Żeby uciekać jak najszybciej, najlepsza byłaby autostrada
. Tym razem nie zawahaliśmy się z niej skorzystać, zwłaszcza, że właściwie nie było sensownej drogi alternatywnej na tym odcinku. Poza tym obiło mi się o uszy (tzn gdzieś wyczytałem na cro.pl
), że Via Egnatia jest wciąż bezpłatna, okazało się to prawdą. Tak więc około 6 rano, w całkowitych ciemnościach, wjeżdżamy na tę trasę, a do przejechania nią mamy zaledwie około 50 km.
Odcinek minął szybko i bez większych problemów, w kilku występujących na trasie tunelach zwalniałem do przepisowych 80 km/h (mniej więcej
), ruchu nie było prawie wcale. Tereny które mijaliśmy nieco przypominały mi jazdę tym odcinkiem autostrady w Chorwacji który wiedzie przez Małą Kapelę. A jak góry, to wiadomo, zjazdy i podjazdy, a jak autostrada to są one może i łagodne ale baaaaardzo długie. No i wciąż obciążona porządnie Skoda na tych podjazdach oczywiście słabła na tyle, że miejscami nie dało rady jechać szybciej jak 70-80 km/h
.
Autostradę opuszczamy zjazdem Neochori/Paramithia, teraz kolejne 50 km lokalnymi drogami dzieli nas od naszego pierwszego na dziś celu. Jest całkiem pusto, jedzie się dobrze przez porośnięte gajami oliwnymi wzgórza, powoli wstaje dzień. Około 8 rano jesteśmy już w Pardze. Mijamy ją, musimy znaleźć sobie dogodne miejsce na zjedzenie śniadania i poranną toaletę, może uda się to na jakiejś fajnej pustej plaży?
Oczywiście nasze przypuszczenia się sprawdziły..... o ile rano ruszaliśmy pod niebem całkowicie przykrytym chmurami, o tyle nad samym morzem było przepiękne, bezchmurne i błękitne niebo.

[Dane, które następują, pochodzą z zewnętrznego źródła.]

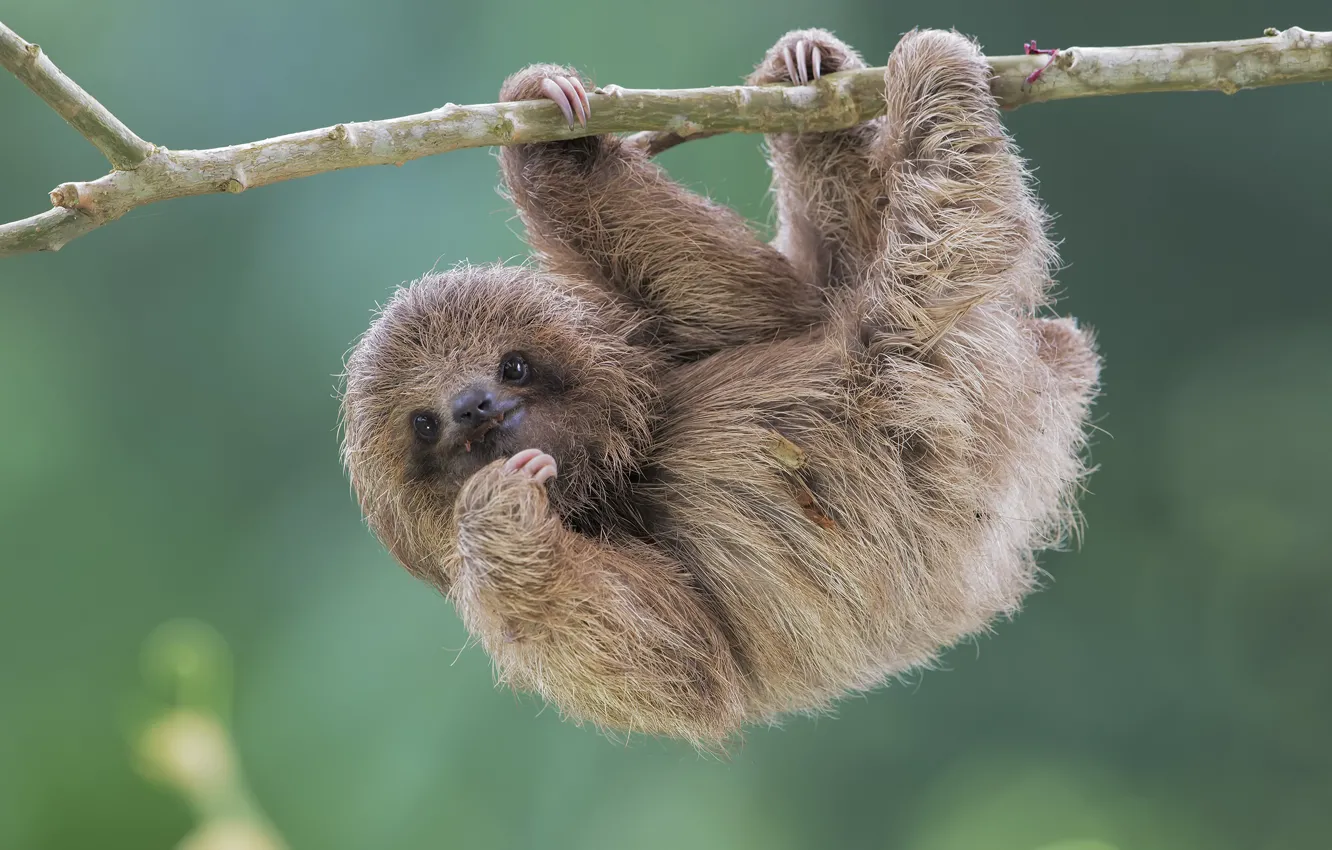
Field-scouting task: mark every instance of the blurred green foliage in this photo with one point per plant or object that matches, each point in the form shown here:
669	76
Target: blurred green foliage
168	448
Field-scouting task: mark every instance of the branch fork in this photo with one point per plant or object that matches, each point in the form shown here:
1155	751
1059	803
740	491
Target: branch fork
658	119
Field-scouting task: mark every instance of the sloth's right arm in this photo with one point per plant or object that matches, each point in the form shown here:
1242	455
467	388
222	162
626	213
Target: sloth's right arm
602	211
610	633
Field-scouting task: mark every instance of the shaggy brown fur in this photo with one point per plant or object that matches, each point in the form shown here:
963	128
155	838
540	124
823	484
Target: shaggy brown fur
679	576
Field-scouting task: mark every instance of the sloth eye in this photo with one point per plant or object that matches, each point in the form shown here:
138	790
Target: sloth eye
514	369
426	426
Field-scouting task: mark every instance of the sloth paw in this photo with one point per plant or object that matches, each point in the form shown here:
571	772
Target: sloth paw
554	83
803	56
533	464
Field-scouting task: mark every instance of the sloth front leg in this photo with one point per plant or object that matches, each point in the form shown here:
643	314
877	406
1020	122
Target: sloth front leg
963	225
598	209
610	633
827	221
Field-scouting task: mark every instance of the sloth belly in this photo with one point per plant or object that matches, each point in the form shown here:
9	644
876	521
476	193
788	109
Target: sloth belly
831	557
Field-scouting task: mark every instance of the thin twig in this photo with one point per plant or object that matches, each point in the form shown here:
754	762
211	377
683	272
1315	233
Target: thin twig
116	141
669	116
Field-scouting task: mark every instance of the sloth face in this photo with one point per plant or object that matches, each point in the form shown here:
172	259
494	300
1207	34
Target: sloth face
481	363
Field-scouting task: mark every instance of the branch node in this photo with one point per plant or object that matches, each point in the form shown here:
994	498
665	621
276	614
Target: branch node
67	195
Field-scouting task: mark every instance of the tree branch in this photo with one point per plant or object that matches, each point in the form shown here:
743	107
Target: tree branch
116	141
670	116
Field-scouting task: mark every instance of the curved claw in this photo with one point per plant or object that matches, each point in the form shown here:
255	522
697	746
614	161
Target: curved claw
582	96
570	96
554	92
805	63
533	464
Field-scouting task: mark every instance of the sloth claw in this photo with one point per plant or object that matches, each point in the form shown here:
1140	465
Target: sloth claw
570	96
805	64
533	464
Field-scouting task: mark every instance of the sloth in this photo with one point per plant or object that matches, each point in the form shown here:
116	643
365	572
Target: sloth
678	480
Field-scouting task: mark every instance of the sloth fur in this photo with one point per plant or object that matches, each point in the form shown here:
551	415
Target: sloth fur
785	472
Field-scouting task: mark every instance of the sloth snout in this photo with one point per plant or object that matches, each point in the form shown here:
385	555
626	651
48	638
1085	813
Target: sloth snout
474	407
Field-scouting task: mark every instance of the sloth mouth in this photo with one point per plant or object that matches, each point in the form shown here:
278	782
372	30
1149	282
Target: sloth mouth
488	433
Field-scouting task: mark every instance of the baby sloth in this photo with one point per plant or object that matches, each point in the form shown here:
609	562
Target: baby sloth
679	480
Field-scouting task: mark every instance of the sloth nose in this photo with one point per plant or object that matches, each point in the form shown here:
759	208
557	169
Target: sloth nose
473	407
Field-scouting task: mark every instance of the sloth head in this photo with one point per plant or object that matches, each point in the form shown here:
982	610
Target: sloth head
477	364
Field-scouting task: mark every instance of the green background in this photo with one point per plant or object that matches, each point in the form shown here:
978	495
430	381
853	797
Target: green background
168	449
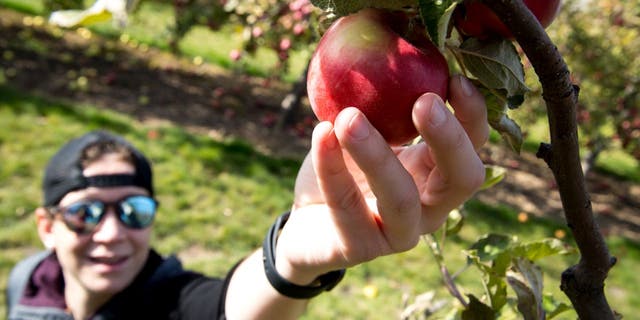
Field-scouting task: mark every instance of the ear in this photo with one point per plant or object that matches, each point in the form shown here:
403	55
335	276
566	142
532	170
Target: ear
44	222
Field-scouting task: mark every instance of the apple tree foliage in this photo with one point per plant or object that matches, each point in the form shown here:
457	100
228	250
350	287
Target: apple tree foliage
496	64
601	41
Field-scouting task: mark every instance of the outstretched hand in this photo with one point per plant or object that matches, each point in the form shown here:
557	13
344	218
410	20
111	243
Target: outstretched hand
357	199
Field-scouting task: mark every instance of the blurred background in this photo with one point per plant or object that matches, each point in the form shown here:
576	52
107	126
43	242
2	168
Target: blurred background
214	92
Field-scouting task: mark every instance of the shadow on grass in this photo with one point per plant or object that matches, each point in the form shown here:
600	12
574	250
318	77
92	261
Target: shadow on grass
233	156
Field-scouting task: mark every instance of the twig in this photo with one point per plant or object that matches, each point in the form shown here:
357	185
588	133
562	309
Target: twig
584	282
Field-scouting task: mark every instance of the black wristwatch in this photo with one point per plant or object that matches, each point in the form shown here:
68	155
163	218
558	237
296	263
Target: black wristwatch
323	283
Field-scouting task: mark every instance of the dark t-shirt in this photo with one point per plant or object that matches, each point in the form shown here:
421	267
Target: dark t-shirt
162	290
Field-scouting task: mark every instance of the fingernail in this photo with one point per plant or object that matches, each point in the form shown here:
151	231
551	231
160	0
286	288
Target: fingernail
437	115
466	86
358	128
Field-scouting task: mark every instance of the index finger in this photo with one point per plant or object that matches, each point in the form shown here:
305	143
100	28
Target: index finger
470	109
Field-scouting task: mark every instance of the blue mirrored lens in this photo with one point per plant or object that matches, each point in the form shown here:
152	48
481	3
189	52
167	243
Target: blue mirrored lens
138	211
135	212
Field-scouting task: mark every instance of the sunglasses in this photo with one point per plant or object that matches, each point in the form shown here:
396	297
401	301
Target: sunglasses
135	212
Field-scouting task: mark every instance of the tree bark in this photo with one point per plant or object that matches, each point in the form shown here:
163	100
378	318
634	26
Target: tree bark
583	283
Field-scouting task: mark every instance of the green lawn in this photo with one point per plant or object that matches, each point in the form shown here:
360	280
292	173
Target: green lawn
218	199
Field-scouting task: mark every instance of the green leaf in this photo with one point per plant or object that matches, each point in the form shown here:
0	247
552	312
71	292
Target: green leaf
436	16
542	248
554	306
342	8
497	65
526	281
499	119
454	223
476	310
490	246
499	75
492	176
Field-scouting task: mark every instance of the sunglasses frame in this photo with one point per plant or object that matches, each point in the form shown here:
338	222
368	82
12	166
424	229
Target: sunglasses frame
118	206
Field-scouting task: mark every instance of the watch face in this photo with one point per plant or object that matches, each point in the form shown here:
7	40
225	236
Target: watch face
325	282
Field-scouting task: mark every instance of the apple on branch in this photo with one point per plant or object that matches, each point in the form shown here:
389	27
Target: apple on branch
363	62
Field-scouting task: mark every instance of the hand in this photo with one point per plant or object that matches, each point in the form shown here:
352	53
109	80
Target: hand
357	199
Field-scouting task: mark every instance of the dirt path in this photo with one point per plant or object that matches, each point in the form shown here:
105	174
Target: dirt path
154	86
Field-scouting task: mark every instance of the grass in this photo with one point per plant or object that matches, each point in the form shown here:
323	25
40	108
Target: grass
218	198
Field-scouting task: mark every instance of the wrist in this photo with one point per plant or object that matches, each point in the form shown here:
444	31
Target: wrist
293	274
296	284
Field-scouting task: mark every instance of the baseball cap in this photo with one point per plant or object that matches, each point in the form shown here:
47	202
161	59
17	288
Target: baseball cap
63	174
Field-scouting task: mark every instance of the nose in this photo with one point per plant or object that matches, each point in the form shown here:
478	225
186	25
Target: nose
110	228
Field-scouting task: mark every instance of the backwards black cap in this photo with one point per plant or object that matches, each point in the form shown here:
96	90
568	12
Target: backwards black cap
64	171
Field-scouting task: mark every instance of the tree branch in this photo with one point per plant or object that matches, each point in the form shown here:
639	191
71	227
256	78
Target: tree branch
584	282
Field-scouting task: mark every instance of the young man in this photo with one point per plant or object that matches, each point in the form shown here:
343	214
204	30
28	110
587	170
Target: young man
355	199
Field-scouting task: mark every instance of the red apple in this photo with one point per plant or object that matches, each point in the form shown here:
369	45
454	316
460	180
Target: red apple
362	62
474	19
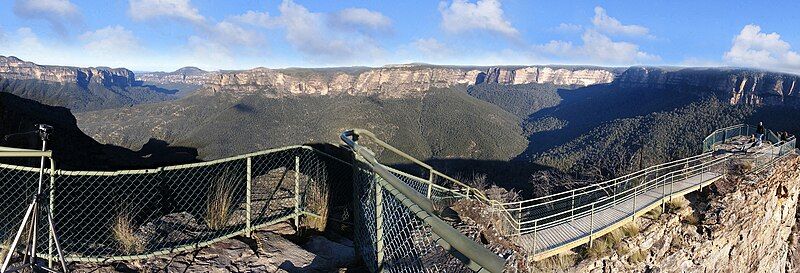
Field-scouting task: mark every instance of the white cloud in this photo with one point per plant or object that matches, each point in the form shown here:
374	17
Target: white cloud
431	47
59	13
112	40
568	28
754	48
176	9
359	18
206	53
486	15
254	18
611	25
308	32
599	49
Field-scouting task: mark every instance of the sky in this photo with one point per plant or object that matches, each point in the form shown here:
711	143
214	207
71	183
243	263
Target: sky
164	35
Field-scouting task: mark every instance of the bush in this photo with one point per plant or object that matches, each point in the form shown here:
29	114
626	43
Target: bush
630	229
558	262
637	256
677	204
125	235
219	202
654	213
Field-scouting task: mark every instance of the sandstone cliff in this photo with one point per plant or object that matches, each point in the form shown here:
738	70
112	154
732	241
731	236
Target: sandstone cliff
743	225
14	68
387	81
737	86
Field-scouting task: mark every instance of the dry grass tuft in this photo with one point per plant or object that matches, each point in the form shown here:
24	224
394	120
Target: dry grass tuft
219	202
654	213
637	256
630	229
691	219
599	248
125	235
558	262
677	204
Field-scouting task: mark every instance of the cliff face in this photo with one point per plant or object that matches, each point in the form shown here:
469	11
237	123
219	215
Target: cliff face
737	86
388	81
14	68
745	226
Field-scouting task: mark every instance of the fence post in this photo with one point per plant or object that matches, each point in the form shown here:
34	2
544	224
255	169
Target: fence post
52	212
297	192
430	183
633	209
664	194
591	225
249	196
535	226
379	224
572	208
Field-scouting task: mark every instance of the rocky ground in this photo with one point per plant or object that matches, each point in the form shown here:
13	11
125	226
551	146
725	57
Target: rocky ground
271	250
743	223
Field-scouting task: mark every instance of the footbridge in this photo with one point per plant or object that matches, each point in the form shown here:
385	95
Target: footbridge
402	220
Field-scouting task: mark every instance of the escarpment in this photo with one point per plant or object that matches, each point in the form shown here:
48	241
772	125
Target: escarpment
740	224
14	68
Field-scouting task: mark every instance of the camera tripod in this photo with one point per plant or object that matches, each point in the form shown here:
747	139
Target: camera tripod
30	223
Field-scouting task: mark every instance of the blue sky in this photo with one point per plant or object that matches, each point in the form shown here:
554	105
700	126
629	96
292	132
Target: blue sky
168	34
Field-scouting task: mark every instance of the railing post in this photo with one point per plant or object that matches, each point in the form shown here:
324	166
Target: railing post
249	200
430	183
671	186
591	225
535	226
52	204
379	225
663	194
572	208
633	209
297	192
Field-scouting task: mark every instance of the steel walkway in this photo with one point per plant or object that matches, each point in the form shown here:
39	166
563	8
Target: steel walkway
582	229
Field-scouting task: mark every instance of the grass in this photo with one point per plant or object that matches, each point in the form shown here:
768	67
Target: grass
654	213
637	256
5	246
691	219
599	248
677	203
558	262
630	229
219	202
125	234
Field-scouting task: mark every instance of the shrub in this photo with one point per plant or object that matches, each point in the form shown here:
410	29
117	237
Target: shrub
630	229
637	256
558	262
691	219
598	248
677	203
654	213
219	202
125	235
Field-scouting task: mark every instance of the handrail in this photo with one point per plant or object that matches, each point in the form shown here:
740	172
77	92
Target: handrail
466	246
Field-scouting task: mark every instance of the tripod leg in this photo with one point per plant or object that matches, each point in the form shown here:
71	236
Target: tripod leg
55	241
16	238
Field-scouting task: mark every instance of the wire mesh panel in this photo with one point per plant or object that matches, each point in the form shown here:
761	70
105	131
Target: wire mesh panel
133	214
390	236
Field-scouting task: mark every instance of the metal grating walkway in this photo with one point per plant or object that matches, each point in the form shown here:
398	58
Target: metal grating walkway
580	229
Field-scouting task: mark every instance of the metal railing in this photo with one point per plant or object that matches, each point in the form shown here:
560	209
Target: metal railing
397	223
525	219
135	214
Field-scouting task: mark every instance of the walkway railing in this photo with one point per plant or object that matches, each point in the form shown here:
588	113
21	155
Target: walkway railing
397	224
135	214
632	194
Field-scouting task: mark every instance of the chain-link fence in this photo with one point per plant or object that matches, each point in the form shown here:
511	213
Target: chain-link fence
134	214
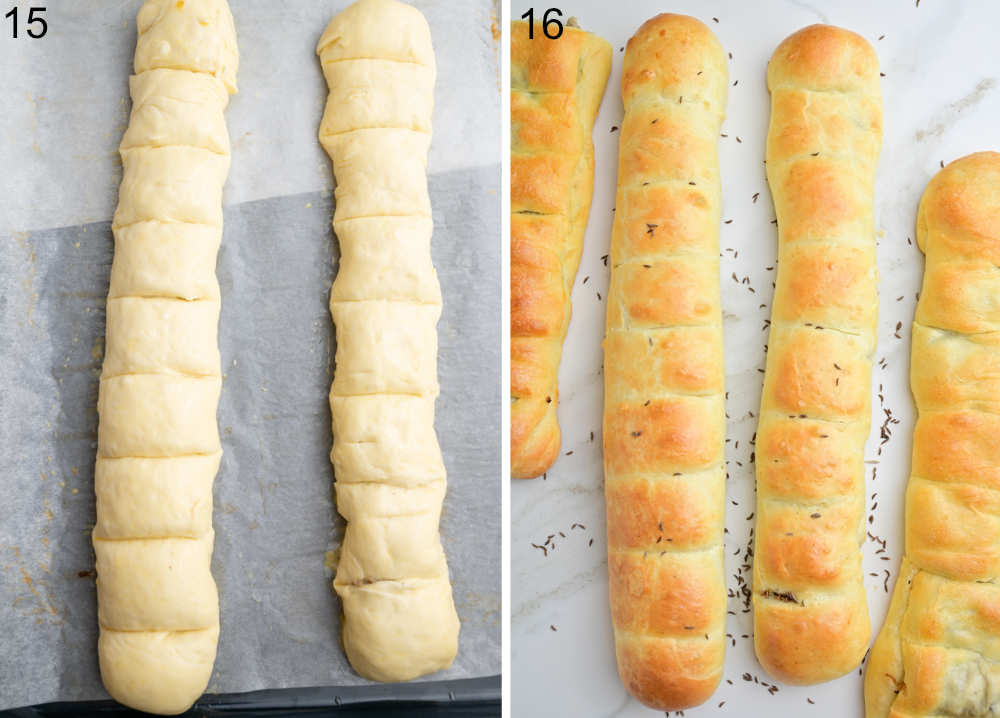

Gdy wyszło słońce, zaraz zaczęło porządnie przypiekać. Zjeżdżamy na plażę o nazwie Agia, poniżej wioski o tej właśnie nazwie......sporo poniżej
. Wiedzie tam wąziutka i miejscami zniszczona asfaltówka, właściwie nie mieliśmy złudzeń co tam na dole zastaniemy, no ale chcieliśmy się naocznie przekonać. Również i tym razem nasze przypuszczenia sprawdziły się co do joty..... na dole, całkiem ładna plaża zabudowana była domami i obstawiona parasolkami. Zwiewamy stamtąd tak szybko, że nawet nie pomyśleliśmy o zrobieniu zdjęcia
. Po stromym podjeździe zatrzymuję się tuż przed ponownym wjazdem na główną drogę i tam, na wielkim piaszczystym placu jemy nasze dzisiejsze śniadanie.